Alumna Sharon Orlopp champions diversity, inclusivity at Walmart

Sharon Orlopp serves as global chief diversity officer for Wal-Mart, the world’s largest employer.

Sharon House Orlopp grew up knowing about hatred and intolerance. Her parents — who were from very different religious and socioeconomic backgrounds — faced animosity even within their own families.

“Both sets of my grandparents were not happy that my parents married,” says the University of Denver alumna (BA ’81), who now is global chief diversity officer and a senior vice president for Wal-Mart.

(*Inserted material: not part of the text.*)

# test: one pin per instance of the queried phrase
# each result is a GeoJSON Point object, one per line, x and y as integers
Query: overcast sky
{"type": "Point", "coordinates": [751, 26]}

So when she was 5, her parents decided to move to Colorado “to stop the cycle of stereotype and generalization.” When she was 12, Orlopp’s parents — supporters of the civil rights and women’s rights movements — moved the family to a Colorado Springs neighborhood that was predominantly African-American and Hispanic.

“We actually were not welcome when we first moved there. We had our lawn set on fire; our family business was vandalized,” she recalls.

“But I was never afraid; I just wanted to make friends and fit in. Our family lived there for about 30 years — it helped me become a champion of diversity. Now, I have this internal radar that goes off when I feel people are being excluded.”

After stints in management at Foot Locker and Gart Sports, Orlopp in 2003 became the head of human resources for Sam’s Club, the membership warehouse division of Wal-Mart. “I kept thinking about, ‘How can I help build diversity?’ I kept thinking about my childhood: How can I immerse adults in experiences [that expose them to different cultures]?” she says.

Orlopp began taking managers on what she calls “diversity immersion trips,” beginning with a two-day excursion to Montgomery, Ala., where participants toured a number of educational sites, including the Rosa Parks Library and Museum and the Martin Luther King Jr. Birth Home.

The program was a huge success, and the CEO asked Orlopp to expand it. She initiated similar programs to immerse employees in issues affecting Hispanics, women and people with disabilities.

Given Wal-Mart’s status as the world’s largest employer — 2.1 million people in 28 countries work for the Arkansas-based corporation — it might seem redundant to focus so much energy on diversity. But Orlopp says it’s a critical mission.

“A diverse and inclusive employee base … leads to innovation. And innovation is a competitive advantage. In order to attract the best talent, we have to have an environment that accepts everybody,” she says.

By 2013, an additional 90 million women will be in the global workforce, Orlopp says. Based on talent needs, Wal-Mart has established retail training centers in India and Brazil.

“They’re not just for our employees,” Orlopp says. Any person can attend — and they can go work for any retailer.

“When women are lifted, they lift their families and their communities,” Orlopp says. And making that kind of difference, she says, “is what gets me jazzed every morning about coming to work.”